The workshops are divided into a “Topic A,” “Topic B,” and “Topic C.” Could you break down a bit what these three sections address and why they’re each important?

The workshops are structured into three main topics, each addressing a crucial aspect of GenAI in our field.

Topic A, “Adopting GenAI for Literary Sinitic Studies,” focuses on integrating AI into our daily research tasks. One example that really resonated with participants is using GenAI for formatting references. As researchers in our field, we often grapple with different style requirements across disciplines and publishers. It’s especially challenging with non-English materials, where we need to provide transliterations, translations, and original scripts. Many of us have spent countless hours getting references just right. Traditional software like Zotero or Endnote can’t fully automate this process, due to the multilingual complexity, but GenAI tools can format references accurately based on the examples we provide. It’s a real time-saver.

In Topic B, “Beyond Chatbots: RAG and Agents,” we delve into two cutting-edge approaches in GenAI. Retrieval Augmented Generation (RAG) allows us to generate responses based on specific knowledge bases. This addresses common issues like hallucination and overly general answers, while also offering enhanced security and privacy. It’s been a hot topic in the GenAI industry over the past year. We also explore agents, which enable language models to execute a sequence of pre-defined actions. This expands the capabilities of language models beyond simple question-answering.

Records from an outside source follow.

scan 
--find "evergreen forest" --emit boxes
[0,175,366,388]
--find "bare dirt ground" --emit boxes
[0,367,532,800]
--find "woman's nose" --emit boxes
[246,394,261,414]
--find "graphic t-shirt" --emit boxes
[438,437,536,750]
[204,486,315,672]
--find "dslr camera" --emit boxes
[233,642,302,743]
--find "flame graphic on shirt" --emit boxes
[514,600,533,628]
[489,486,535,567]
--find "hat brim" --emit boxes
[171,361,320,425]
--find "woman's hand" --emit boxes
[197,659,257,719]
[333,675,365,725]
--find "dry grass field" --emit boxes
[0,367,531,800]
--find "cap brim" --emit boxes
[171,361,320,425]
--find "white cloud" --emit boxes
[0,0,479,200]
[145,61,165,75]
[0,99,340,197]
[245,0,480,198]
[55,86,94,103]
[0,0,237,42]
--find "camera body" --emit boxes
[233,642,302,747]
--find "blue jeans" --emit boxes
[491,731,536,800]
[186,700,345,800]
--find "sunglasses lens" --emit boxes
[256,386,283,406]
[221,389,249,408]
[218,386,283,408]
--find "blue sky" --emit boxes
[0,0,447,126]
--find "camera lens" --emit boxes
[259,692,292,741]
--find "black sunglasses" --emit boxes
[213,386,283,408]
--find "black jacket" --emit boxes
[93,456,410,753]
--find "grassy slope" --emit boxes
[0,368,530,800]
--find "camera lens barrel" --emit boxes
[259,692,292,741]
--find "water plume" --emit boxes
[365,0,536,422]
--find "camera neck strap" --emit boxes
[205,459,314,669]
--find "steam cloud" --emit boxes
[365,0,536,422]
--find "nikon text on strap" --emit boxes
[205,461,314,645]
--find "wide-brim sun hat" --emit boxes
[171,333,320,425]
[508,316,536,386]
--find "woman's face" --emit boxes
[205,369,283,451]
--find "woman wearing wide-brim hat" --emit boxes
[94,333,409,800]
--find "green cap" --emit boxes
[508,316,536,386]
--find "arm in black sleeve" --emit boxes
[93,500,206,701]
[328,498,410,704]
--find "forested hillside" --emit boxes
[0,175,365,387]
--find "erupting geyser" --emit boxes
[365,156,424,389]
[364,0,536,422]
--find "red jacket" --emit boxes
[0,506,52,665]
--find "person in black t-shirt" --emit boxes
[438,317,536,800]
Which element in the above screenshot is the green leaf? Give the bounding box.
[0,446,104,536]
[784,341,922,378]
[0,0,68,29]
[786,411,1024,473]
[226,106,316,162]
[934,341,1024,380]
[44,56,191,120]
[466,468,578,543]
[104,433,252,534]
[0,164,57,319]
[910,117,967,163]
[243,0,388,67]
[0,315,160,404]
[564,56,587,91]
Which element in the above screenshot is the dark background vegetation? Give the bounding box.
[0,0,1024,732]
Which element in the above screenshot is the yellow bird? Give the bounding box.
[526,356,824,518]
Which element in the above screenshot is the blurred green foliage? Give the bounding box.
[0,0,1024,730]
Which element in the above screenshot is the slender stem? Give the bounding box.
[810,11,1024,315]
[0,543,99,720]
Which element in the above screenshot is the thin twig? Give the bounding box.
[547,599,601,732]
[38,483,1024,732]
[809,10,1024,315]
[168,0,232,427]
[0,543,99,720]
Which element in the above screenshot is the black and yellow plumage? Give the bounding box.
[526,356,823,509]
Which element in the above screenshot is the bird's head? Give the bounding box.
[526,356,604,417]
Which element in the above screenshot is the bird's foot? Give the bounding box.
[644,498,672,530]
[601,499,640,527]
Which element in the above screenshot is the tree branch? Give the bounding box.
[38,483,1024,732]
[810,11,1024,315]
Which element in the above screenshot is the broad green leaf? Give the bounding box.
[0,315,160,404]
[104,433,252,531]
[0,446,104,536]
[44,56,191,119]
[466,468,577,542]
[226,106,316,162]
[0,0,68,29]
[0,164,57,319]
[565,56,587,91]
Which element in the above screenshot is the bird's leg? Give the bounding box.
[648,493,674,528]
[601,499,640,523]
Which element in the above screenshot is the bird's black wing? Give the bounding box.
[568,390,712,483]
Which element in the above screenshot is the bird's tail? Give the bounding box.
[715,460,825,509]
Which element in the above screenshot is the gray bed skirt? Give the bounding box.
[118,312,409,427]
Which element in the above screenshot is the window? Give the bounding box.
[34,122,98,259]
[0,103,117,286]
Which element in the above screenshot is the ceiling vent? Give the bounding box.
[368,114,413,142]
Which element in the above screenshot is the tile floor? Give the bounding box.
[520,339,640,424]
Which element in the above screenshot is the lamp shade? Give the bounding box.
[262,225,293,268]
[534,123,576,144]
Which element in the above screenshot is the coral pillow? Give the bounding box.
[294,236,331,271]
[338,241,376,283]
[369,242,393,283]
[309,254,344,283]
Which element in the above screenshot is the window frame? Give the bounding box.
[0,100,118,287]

The final topic, “Building a Digital Collection with GenAI Tools,” is where we put theory into practice. We walk through a real-life use case, demonstrating how researchers can combine various GenAI tools to construct a digital collection. It’s a practical application that ties together everything we’ve learned.

Each of these topics is important because they progressively build on each other, moving from basic adoption to advanced techniques, and finally, to a concrete research application. It’s designed to give participants a comprehensive understanding of how GenAI can transform our work in Literary Sinitic Studies.

What’s been the biggest surprise from these two workshops so far? Have any of the students taught you something that you didn’t know, or introduced an application for the tools that you’re teaching them that you had not thought about before?   

The biggest surprise from these workshops has definitely been the constant learning experience—for me as much as for the participants. GenAI is such a rapidly evolving field that there are new tools, skills, and applications popping up almost daily. It’s created an environment where we’re all learning from each other.

One particular moment that stands out was in a recent workshop. We had a retired associate from the Fairbank Center who had never used a chatbot before. I was deeply impressed by his curiosity and courage in approaching this new technology. It was a powerful reminder that the desire to learn and adapt knows no age limit.

The moments of reciprocal learning are what make these workshops so rewarding. They’re not just about me teaching; they’re about creating a collaborative space where we can all explore the potential of GenAI in our field. It’s exciting to see how different minds approach these tools and come up with innovative ways to apply them to Literary Sinitic Studies.